Peter LaBarbera at AmericansForTruth has pointed us to an excellent answer to the question, "Why don't you allow comments on your blog?" Like LaBarbera and Mr. Cramer (see his blog posting below), we have been subject to vile language, threats, harassment, even a house break-in, by activists in the LGBT community. They do not believe in free speech or the polite exchange of ideas.
Why there are no comments on my blog
Pam Spaulding, a lesbian blogger, posted something about Americans for Truth About Homosexuality, which is run by Peter LaBarbera. Like many blogs, Pam’s blog allows readers to add comments–which soon included Peter LaBarbera’s home address, and a suggestion that the park across the street would be a good place for a sniper.
Comments on blogs can either be moderated (which ends up taking a lot of a blogger’s time) or unmoderated (in which case, the blogger may not be aware of what’s being said in the comments). Once informed, Pam Spaulding removed these comments and emphasized that this was not acceptable behavior.
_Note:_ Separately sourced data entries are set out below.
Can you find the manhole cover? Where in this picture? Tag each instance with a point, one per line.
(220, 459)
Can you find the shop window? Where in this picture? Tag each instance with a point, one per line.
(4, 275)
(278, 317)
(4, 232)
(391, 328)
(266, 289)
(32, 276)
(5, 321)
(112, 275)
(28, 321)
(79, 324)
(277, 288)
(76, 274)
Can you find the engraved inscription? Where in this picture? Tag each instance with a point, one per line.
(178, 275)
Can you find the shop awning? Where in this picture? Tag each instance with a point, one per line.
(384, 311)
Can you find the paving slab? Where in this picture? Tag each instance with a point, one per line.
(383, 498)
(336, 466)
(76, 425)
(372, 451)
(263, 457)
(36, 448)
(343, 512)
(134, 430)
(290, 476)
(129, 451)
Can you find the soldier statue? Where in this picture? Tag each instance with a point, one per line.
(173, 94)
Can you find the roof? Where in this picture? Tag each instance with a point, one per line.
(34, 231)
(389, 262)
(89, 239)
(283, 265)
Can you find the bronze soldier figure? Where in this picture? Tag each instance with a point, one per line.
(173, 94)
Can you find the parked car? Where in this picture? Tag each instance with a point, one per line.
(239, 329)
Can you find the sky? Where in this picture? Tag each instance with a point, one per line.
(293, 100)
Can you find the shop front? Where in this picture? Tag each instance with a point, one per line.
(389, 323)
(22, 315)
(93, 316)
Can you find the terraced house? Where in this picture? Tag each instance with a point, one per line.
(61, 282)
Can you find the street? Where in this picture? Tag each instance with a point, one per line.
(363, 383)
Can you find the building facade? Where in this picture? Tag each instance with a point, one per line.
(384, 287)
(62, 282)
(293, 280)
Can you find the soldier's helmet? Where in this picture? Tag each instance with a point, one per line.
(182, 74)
That’s why I have never turned commenting on in my blog. Who needs the aggravation of letting unhinged idiots post trash like that (and worse) in the comments?
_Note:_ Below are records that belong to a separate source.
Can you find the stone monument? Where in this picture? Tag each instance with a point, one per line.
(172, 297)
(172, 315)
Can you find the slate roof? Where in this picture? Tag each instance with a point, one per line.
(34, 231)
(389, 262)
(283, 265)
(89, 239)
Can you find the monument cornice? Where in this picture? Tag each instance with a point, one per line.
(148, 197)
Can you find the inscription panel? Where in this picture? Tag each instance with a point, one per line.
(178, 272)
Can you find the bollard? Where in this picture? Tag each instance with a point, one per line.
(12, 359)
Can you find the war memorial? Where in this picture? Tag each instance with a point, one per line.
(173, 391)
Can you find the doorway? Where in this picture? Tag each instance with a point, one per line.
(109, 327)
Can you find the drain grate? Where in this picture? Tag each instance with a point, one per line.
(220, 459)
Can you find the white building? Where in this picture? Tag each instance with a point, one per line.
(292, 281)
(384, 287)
I can’t say that I am surprised by what happened on Pam Spaulding’s blog, however. Over the roughly twenty years that I have been using the Internet to engage in political discussion, I have expressed myself strongly (sometimes even a little too strongly) about a very large number of controversial issues. There is one, and only one group of political activists that have ever made harassing phone calls to me (repeated calls at 6:00 AM with silence at the other end), made lewd phone calls to my children (who fortunately, were small enough to be confused rather than shocked), tried to get me fired from a job, or threatened my safety with threats of violence.
Guess which group that was. Not leftists. Not gun control activists. No Islamists. Not Communists. Not labor unionists. Not history professors. Not environmentalists. Homosexual activists are the only group that has engaged in these tactics in response to my political free speech. Obviously, not all homosexuals––or even all homosexual activists––have engaged in these tactics. But part of why I have joined the ranks of those who think that homosexuality reflects something terribly broken is because there is no other group whose activists become so unhinged in response to criticism that they engaged in these tactics. I have never felt at risk because of my political activity–until the unrelenting campaign of harassment started in the early 1990s, and I started to regularly carry a gun because of it.